Le NAD+, ou nicotinamide adénine dinucléotide, est un coenzyme vital impliqué dans le métabolisme énergétique, la réparation de l’ADN et le maintien de la santé cellulaire. Son déclin est étroitement lié au vieillissement cérébral et à l’apparition de maladies neurodégénératives.De nombreux compléments alimentaires sont actuellement commercialisés pour augmenter les niveaux de NAD+, témoignant de l’intérêt croissant pour cette molécule dans la lutte contre le vieillissement et la préservation de la fonction cognitive.
L’équipe de recherche a mené des expériences sur des souris, démontrant que la suppression génétique de REV-ERBα, que ce soit dans tout l’organisme ou spécifiquement dans les astrocytes (des cellules de soutien du cerveau), entraînait une augmentation significative des niveaux de NAD+. Ces résultats suggèrent que REV-ERBα agit comme un frein sur la production de NAD+ dans le cerveau, et que son inhibition pourrait être une approche thérapeutique prometteuse.
Plus important encore, les chercheurs ont constaté que le blocage de REV-ERBα, à la fois par des méthodes génétiques et grâce à un nouveau médicament en développement, protégeait les souris contre les dommages cérébraux causés par l’accumulation de la protéine tau. Les agrégats de tau sont une caractéristique pathologique de la maladie d’Alzheimer et d’autres démences, perturbant la interaction entre les neurones et entraînant une perte progressive des fonctions cognitives.
Comprendre la maladie d’Alzheimer : un défi mondial
La maladie d’Alzheimer est une maladie neurodégénérative progressive qui affecte des millions de personnes dans le monde.
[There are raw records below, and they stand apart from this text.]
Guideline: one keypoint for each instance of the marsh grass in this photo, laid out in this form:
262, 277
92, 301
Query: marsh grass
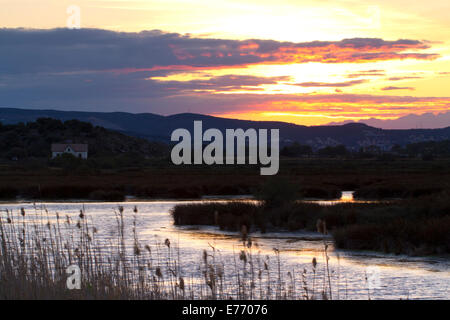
419, 226
37, 247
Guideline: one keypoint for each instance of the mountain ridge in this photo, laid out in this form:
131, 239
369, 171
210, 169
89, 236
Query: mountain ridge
157, 127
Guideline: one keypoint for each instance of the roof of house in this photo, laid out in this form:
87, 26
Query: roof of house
77, 147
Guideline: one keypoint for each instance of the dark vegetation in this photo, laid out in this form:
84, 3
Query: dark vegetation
120, 165
416, 227
33, 140
311, 178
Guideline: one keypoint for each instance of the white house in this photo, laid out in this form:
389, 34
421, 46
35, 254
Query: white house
76, 149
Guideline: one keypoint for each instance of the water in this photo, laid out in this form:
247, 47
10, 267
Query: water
354, 275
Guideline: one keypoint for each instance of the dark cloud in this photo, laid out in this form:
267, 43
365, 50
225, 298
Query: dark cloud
367, 73
335, 85
64, 50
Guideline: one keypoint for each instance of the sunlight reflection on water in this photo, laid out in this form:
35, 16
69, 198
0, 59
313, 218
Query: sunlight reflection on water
400, 277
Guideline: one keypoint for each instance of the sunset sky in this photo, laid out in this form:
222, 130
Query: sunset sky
306, 62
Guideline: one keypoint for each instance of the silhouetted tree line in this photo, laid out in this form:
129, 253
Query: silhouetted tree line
32, 140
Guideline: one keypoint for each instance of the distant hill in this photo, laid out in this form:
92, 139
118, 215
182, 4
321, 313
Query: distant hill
157, 127
34, 139
426, 120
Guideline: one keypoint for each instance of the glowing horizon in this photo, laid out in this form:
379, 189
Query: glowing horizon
294, 61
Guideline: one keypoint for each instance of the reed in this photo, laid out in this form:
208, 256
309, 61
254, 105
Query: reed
37, 247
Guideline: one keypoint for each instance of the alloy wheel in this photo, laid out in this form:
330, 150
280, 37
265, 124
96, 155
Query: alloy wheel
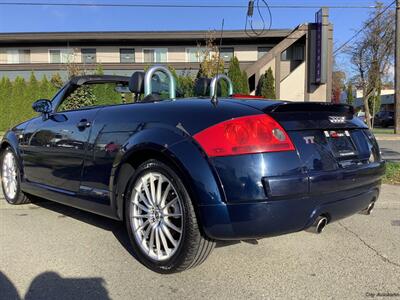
156, 216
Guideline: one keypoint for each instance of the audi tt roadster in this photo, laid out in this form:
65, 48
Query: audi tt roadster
183, 173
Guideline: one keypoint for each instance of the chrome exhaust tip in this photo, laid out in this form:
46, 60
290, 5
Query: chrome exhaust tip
318, 225
369, 209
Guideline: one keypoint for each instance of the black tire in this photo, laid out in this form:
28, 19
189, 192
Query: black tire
194, 246
20, 197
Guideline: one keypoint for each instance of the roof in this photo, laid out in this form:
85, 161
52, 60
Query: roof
143, 36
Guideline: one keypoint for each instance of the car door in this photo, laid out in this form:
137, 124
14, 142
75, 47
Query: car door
54, 148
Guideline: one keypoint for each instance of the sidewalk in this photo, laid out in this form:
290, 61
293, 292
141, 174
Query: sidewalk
387, 137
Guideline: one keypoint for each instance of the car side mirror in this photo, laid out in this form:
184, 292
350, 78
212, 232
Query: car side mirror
42, 106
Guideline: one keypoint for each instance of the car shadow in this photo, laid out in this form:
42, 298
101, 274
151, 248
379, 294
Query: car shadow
117, 228
50, 285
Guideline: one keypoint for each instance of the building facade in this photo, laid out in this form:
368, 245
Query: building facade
291, 54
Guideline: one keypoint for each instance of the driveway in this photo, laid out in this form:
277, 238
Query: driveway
50, 251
Elle se caractérise par une perte progressive de la mémoire, des capacités de pensée et du comportement, et est finalement fatale. Bien qu’il n’existe actuellement aucun remède, la recherche continue de progresser dans la compréhension des mécanismes sous-jacents de la maladie et dans le développement de nouvelles stratégies thérapeutiques.
L’horloge biologique et la santé cérébrale : un lien croissant
Cette découverte s’inscrit dans un domaine de recherche en pleine expansion qui explore le lien entre l’horloge biologique interne du corps (le rythme circadien) et la santé cérébrale. REV-ERBα est un composant clé de cette horloge, et sa manipulation pourrait permettre de restaurer un équilibre métabolique optimal dans le cerveau, protégeant ainsi contre les dommages et la dégénérescence neuronale.
Les chercheurs estiment que cette approche pourrait ouvrir la voie à de nouveaux traitements ciblant non seulement la maladie d’Alzheimer, mais aussi d’autres maladies neurodégénératives liées à l’accumulation de protéines anormales et au déclin des niveaux de NAD+. Des études supplémentaires sont nécessaires pour confirmer ces résultats et évaluer la sécurité et l’efficacité de cette stratégie chez l’homme, mais cette découverte représente un pas important vers de nouvelles perspectives thérapeutiques pour les maladies du cerveau.